The Long View | Making rich musicians richer

Andrew Mellor
Thursday, November 10, 2022

While some classical artists are still driving übers and stacking shelves, we’re foisting more and more money upon their wealthiest colleagues

Image courtesy of the Birgit Nilsson Foundation
Image courtesy of the Birgit Nilsson Foundation

Stockholm is the only Scandinavian capital in which you feel the presence of a history more aristocratic than egalitarian. Pretty much uniquely among major Nordic cities, most of its active concert halls and opera houses are nineteenth-century palaces – gilded and plush. It feels like an appropriate setting for the doling out of Nobel Prizes.

Since 2009, Stockholm has had a new prize to give. The inaugural Birgit Nilsson Prize of a million dollars – now the largest gong in classical music – was awarded that year to Plácido Domingo. This October, the Prize was handed to Yo-Yo Ma at the Stockholm Concert Hall, and by no lesser a dignitary than the King of Sweden himself.

I had mixed feelings about the event. Yo-Yo Ma is perhaps the only individual I have met whose very aura and wisdom seemed to me almost super-human. World famous, he has an ability to put anyone at ease. His achievements are hard to overstate. He is the master of a complicated, disciplined art who has only ever seen that art as a transformative gift, especially for the lowliest of us. I had the privilege of attending a lecture he gave to a group of children in China in 2019, which taught me lessons I will draw on for the rest of my life. Ma is distinct in feeling his responsibility to all cultures including the popular, the local and the endangered. If anyone deserves a salutation, a speech, a statue, a standing ovation, Yo-Yo Ma does.

That said, I’m not sure he really needs a million dollars. Of course, he promises he won’t be spending it on blackjack and cigars. He’ll be spending it on good musical causes – new initiatives and the like. But perhaps he should entertain the thought of directing some of it towards good old-fashioned charity. Specifically, towards those classical musicians whose livelihood has never recovered from the havoc wreaked by the Covid pandemic.

It may be implicit in prizes like this that the money will be put to good use. But it’s only ever that – implicit. That was also apparent in Copenhagen just a few weeks before the Stockholm ceremony, when Pierre-Laurent Aimard was awarded the Sonning Prize, Denmark’s far more longstanding (but rather cheaper) award of a million kroner.

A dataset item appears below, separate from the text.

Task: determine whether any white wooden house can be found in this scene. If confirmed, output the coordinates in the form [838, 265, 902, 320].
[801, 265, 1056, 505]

That’s around £120,000. It was at the time of writing, anyway.

These honorary prizes keep coming, and inevitably to successful musicians who already command fees of thousands of pounds per appearance. To the naïve onlooker, it might look like the classical music establishment loves to move large quantities of cash around its higher echelons, with canapés and champagne thrown in for good measure.

Sure, it’s more complicated than that. It’s also out of everyone’s hands: Nilsson’s award is a legal stipulation of her last will and testament (she even chose Domingo as its first recipient). But if you’re an opera singer or instrumental player who trained for 10 years and now works in Tesco or quit the business altogether (and we all know individuals who have never come back) it must look just a touch ironic given the numbers involved. Ma could give $900,000 away and still have a hundred thousand left to spend on soft furnishings.

Plenty in Denmark, where I live, stick their oar in when it comes to who gets the Sonning Prize, whose laureates constitute a string of A-listers from Igor Stravinsky to Maris Jansons. One year I joined the conversation and suggested it might go to the Royal Danish Orchestra, whose members had just agreed to take significant individual pay cuts to save colleagues from redundancy. As the world’s oldest orchestra and an ensemble with a unique sound culture, it certainly deserves the accolade.

There was a precedent set for this in the awarding of the 2014 Birgit Nilsson Prize to the Vienna Philharmonic. Thoroughly deserved that was too. The residual irony was that, of all the orchestras in the world, the Vienna Phil needed the money and the recognition least.